L’ultimo desiderio di mons. Mainolfi diventa memoria cittadina: Benevento dedica una rotonda a Carlo Acutis


Oggi pomeriggio, 12 marzo 2026, nel corso di una cerimonia alla quale hanno preso parte il sindaco di Benevento Clemente Mastella, l’arcivescovo Felice Accrocca, amministratore diocesano, e il parroco di San Gennaro mons. Pietro Florio, è stata ufficialmente intitolata a San Carlo Acutis la rotatoria situata tra la scuola Federico Torre e il complesso parrocchiale di San Gennaro.
L’intitolazione, deliberata dal Comune, accoglie una delle ultime volontà espresse dal compianto parroco monsignor Pasquale Maria Mainolfi (1958–2025), scomparso prematuramente, come hanno sottolineato il sindaco Mastella e l’assessore Chiusolo, nel loro intervento introduttivo. L’iniziativa rappresenta così non solo un segno di devozione verso il giovane santo, ma anche un gesto di riconoscenza della città verso il sacerdote che ne aveva promosso con convinzione la memoria.
Per la comunità beneventana si tratta di un tributo significativo: Carlo Acutis, per molti giovani, è divenuto simbolo di una spiritualità autentica e di una fede vissuta con intensità, capace di parlare al nostro tempo. La sua figura, segnata da una fortezza fuori dal comune, supera i confini della sola appartenenza confessionale e si propone anche come riferimento civile e umano.

Non è un caso che proprio mons. Mainolfi avesse voluto legare la comunità di San Gennaro alla testimonianza del giovane santo. Fu infatti lui a ottenere una reliquia di Carlo Acutis e a guidare i fedeli in pellegrinaggio presso la sua tomba, indicandolo ai ragazzi e alle famiglie come esempio concreto di giovane testimone del Vangelo. Con questa intitolazione, Benevento custodisce dunque una doppia memoria: quella del giovane santo e quella del sacerdote che per primo ne aveva intuito la forza educativa e spirituale.

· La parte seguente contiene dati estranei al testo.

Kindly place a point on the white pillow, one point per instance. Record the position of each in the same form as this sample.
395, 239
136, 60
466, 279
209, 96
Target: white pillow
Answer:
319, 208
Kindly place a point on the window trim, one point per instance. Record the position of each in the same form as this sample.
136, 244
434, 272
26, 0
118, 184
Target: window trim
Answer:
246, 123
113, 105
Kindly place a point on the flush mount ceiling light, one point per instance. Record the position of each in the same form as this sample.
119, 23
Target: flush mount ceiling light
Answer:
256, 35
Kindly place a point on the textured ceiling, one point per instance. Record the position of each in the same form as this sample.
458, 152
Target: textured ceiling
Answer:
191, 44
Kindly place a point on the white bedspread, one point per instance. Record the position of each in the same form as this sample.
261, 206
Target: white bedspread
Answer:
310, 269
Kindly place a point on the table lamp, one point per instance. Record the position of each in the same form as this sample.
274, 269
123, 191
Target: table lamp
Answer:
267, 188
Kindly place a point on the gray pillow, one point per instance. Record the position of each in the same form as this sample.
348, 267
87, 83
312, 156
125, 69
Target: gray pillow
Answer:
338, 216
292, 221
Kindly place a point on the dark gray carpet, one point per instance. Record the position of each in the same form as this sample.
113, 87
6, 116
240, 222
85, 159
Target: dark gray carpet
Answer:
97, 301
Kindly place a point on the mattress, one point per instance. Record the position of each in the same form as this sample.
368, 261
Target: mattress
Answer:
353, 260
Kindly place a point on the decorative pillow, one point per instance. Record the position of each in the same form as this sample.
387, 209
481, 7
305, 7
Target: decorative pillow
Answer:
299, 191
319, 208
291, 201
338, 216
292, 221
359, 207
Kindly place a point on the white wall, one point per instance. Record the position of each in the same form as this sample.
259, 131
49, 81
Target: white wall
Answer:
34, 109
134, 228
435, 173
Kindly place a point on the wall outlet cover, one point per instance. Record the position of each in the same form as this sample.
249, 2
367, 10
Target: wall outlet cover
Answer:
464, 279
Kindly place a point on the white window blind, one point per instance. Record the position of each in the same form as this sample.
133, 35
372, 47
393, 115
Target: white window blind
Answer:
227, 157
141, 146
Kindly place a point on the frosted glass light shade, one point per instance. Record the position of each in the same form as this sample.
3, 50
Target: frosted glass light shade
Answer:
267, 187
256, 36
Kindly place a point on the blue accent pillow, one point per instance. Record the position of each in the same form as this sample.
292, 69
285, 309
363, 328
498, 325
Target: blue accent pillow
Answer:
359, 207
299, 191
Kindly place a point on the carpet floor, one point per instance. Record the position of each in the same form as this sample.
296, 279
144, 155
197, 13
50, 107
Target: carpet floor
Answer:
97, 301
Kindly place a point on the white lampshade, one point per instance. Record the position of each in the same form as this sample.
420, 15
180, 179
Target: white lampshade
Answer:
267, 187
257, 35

Due immagini in ricordo di Mons. Pasquale Maria Mainolfi : a sinistra con la madre del giovane santo Antonia Salzano, a destra il motto di San Carlo Acutis, che mons. Mainolfi aveva fatto suo fino agli ultimi istanti della sua vita terrena, spesi per gli altri (in particolare per i suoi parrocchiani).

Carlo Acutis nacque a Londra, il 3 maggio 1991. Visse a Milano, ma trascorse lunghi periodi ad Assisi, dove respirò la spiritualità di San Francesco. Colpito da una forma di leucemia fulminante, la visse come prova da offrire per il Papa e per la Chiesa. Morì a soli 15 anni il 12 ottobre 2006. I resti mortali riposano dal 6 aprile 2019 ad Assisi, nella chiesa di Santa Maria Maggiore – Santuario della Spogliazione.
Il 24 novembre 2016, con l’intervento dell’allora arcivescovo di Milano, il cardinale Angelo Scola, si chiuse a Milano la fase diocesana del processo di beatificazione, iniziato il 15 febbraio 2013.
Il 5 luglio 2018 fu dichiarato venerabile da papa Francesco: con questo titolo la Chiesa ha riconosciuto che il giovane Carlo ha vissuto in maniera eroica le virtù cristiane e ha compiuto due miracoli.
La cerimonia di beatificazione avvenne nella basilica di San Francesco ad Assisi il 10 ottobre 2020, mentre la canonizzazione ebbe luogo il 7 settembre 2025 in piazza San Pietro, alla presenza di circa 70.000 fedeli provenienti da numerosi Paesi.